Published on June 30, 2011

June 2011

Efficacy of botulinum toxin A injection for neurogenic detrusor overactivity and urinary incontinence: a randomized, double-blind trial. This is the first-ever North American double-blind placebo-controlled trial of BOTOX® injection into the bladder for neurogenic bladder conditions.

Purpose: To determine the efficacy of the botulinum toxin type-A (onabotulinumtoxinA) in neurogenic detrusor overactivity (NDO) secondary to spinal cord injury (SCI) or multiple sclerosis (MS).

Materials and Methods: In a prospective, double-blind, multicenter study, 57 subjects aged 18–75 years with NDO, and urinary incontinence (UI; ≥1 occurrence/day) despite current antimuscarinic treatment, secondary to SCI or MS, were randomized to receive onabotulinumtoxinA 300U (n=28) or placebo (n=29) via cystoscopic injection at 30 intra-detrusor sites, sparing the trigone. Subjects were offered open-label onabotulinumtoxinA 300U at Week 36 and followed-up for a further six months; 25 subjects from the onabotulinumtoxinA group and 24 from the placebo group elected to receive open-label treatment (one in the onabotulinumtoxinA group discontinued prior to treatment). Primary efficacy parameter was daily UI frequency (on 3-day voiding diary) at Week 6. Secondary parameters included changes in urodynamics and quality of life (QOL) questionnaires (International Consultation on Incontinence Questionnaire and Urinary Incontinence QOL Scale) at Week 6. Diary and QOL evaluations were also performed after open-label treatment.

Results: Mean daily frequency of UI episodes was significantly lower with onabotulinumtoxinA versus placebo at Week 6 (1.31 vs 4.76, P<0.0001), and Weeks 24 and 36. Improvements in urodynamic and QOL parameters with onabotulinumtoxinA versus placebo were evident at Week 6 and persisted to Week 24–36. The most common adverse event in both groups was urinary tract infection.

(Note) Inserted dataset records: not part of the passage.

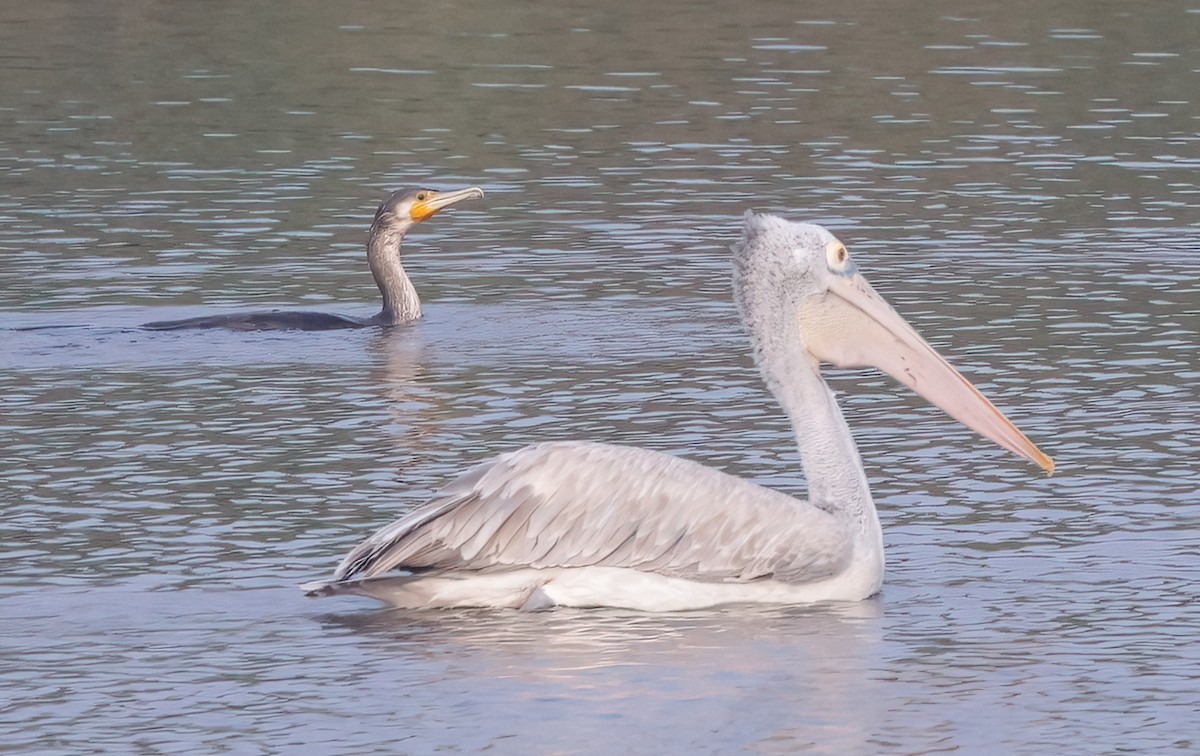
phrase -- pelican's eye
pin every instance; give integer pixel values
(838, 257)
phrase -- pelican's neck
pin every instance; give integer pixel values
(828, 455)
(400, 300)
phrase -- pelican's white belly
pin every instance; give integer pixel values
(531, 588)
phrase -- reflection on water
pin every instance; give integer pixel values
(1019, 181)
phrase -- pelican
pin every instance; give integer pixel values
(397, 214)
(586, 525)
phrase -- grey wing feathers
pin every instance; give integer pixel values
(582, 504)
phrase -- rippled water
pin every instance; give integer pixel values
(1019, 181)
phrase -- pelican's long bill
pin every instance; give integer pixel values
(433, 201)
(853, 327)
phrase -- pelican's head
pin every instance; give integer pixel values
(407, 208)
(801, 276)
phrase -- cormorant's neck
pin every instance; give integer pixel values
(400, 300)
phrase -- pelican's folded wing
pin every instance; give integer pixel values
(581, 504)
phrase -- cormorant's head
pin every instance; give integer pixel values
(407, 208)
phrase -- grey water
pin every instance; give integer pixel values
(1020, 180)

Conclusions: In adults with antimuscarinic-refractory NDO and UI, onabotulinumtoxinA is well tolerated and provides clinically significant improvements for up to nine months.

Herschorn S, Gajewski J, Ethans K, Corcos J, Carlson K, Bailly G, Bard R, Valiquette L, Baverstock R, Carr L, Radomski S.
Journal of Urology 2011 Jun;185(6):2229-35.